Welche Rolle spielen die sozialen Medien beim Gelingen der globalen Unternehmenskommunikation?
Sie spielen eine sehr große Rolle, beispielsweise auch in der internen Kommunikation im internationalen Konzern. Im Unternehmen hinkt man in dieser Beziehung oft der privaten Erlebniswelt hinterher. Diese ist zum Beispiel extrem von Videos und Bildsprache geprägt, während im Unternehmen vieles noch sehr textbasiert ist. Hier befindet sich die Branche noch in einem Veränderungsprozess.
Was ich damit sagen will: Digitale Medien müssen entsprechend ihres Potentials genutzt werden – auch in der internationalen Kommunikation. Sie bieten eine riesige Chance dafür, dass verschiedene Identitäten und Kulturen stattfinden, verschiedene Facetten und Tätigkeitsfelder des Unternehmens sichtbar werden. Aber auch hier darf man jedoch nicht einfach einen Prozess, den man vorher hatte, durch einen digitalen substituieren. Man muss das von Grund auf neu konzipieren, sich überlegen, welche Möglichkeiten es gibt, und welche Ziele man erreichen möchte. Allein mit der Nutzung digitaler Medien ist es nicht getan.
Das Fokusthema des diesjährigen Kommunikationskongresses ist „Zeit“. Was verbinden Sie damit?
Zunächst einmal den Kampf um die Zeit der Rezipienten. Bei der Flut von Informationen und Inhalten um uns herum geht es ja immer mehr darum, überhaupt in den Fokus der Zielgruppe zu kommen. Man sagt ja auch „Content is king, but attention is queen“. Entscheidend ist, die Aufmerksamkeit der Menschen zu erregen.
Für Kommunikatoren selbst ist Zeit im Sinn von Geschwindigkeit ebenfalls ein wichtiges Thema. In immer kürzeren Zeitspannen wandeln sich immer mehr Aspekte der Unternehmenswelt und des Umfelds – ständige Transformation sozusagen. Schwierig kann es zum Beispiel sein, wenn man zu Change-Themen kommunizieren muss, die nie stillstehen. Das heiβt, man hat nie die komplette Momentaufnahme, nie alle Informationen. Damit muss man umgehen könnten, neue Skills entwickeln, um in diesen geringeren Zeitintervallen handeln zu können und die Kommunikation fortschreitend anzupassen.

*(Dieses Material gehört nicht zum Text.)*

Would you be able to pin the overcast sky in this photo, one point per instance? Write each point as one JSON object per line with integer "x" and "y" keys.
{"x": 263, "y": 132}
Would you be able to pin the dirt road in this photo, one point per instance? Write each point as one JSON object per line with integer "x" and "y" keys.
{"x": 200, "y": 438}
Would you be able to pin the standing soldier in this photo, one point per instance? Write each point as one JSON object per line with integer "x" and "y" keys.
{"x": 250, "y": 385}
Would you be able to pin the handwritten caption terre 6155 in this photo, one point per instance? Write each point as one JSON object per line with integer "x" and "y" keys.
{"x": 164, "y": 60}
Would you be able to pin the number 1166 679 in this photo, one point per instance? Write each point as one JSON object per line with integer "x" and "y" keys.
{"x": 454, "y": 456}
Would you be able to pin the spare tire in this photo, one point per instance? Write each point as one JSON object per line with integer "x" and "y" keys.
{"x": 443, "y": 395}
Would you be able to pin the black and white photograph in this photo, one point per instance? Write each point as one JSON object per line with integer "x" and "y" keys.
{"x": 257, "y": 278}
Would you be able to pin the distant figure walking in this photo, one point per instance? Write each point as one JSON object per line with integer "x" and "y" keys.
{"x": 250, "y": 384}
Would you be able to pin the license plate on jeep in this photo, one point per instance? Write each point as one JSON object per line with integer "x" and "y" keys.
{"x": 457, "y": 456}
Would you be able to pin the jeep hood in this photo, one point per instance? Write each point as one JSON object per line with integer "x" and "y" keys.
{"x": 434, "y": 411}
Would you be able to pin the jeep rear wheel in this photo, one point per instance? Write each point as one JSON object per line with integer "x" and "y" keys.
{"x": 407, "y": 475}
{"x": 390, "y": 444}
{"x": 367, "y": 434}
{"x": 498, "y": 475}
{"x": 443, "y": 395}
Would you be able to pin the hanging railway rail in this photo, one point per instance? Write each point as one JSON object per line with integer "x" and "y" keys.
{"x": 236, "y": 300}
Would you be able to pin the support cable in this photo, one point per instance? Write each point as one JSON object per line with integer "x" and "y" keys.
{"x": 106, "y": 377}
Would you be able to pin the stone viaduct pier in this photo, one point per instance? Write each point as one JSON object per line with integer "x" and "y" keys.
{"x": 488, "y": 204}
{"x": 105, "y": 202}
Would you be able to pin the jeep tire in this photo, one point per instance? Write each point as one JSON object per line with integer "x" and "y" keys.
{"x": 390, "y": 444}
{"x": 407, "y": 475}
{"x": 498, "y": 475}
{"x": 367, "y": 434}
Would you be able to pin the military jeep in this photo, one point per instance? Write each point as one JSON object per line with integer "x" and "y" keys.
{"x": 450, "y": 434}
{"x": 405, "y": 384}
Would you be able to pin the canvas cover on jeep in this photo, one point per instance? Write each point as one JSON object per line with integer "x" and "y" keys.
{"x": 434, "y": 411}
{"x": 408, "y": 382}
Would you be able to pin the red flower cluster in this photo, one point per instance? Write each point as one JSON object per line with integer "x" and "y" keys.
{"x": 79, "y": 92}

Was erwarten Sie vom diesjährigen Kongress? Worauf freuen Sie sich besonders?
Ich freue mich auf den Austausch mit einem sehr heterogenen Publikum. Die Kommunikation ist in dieser Hinsicht ja besonders spannend – die Leute kommen aus den verschiedensten Branchen, haben die unterschiedlichsten Hintergründe. Vom großen Konzern bis hin zum Fußballverein ist alles dabei – das finde ich toll, denn es bildet auch meinen eigenen beruflichen Werdegang durch verschiedene Branchen ab. Jede Branche tickt anders, bietet unterschiedliche Perspektiven – das macht die Kommunikation ja auch so spannend.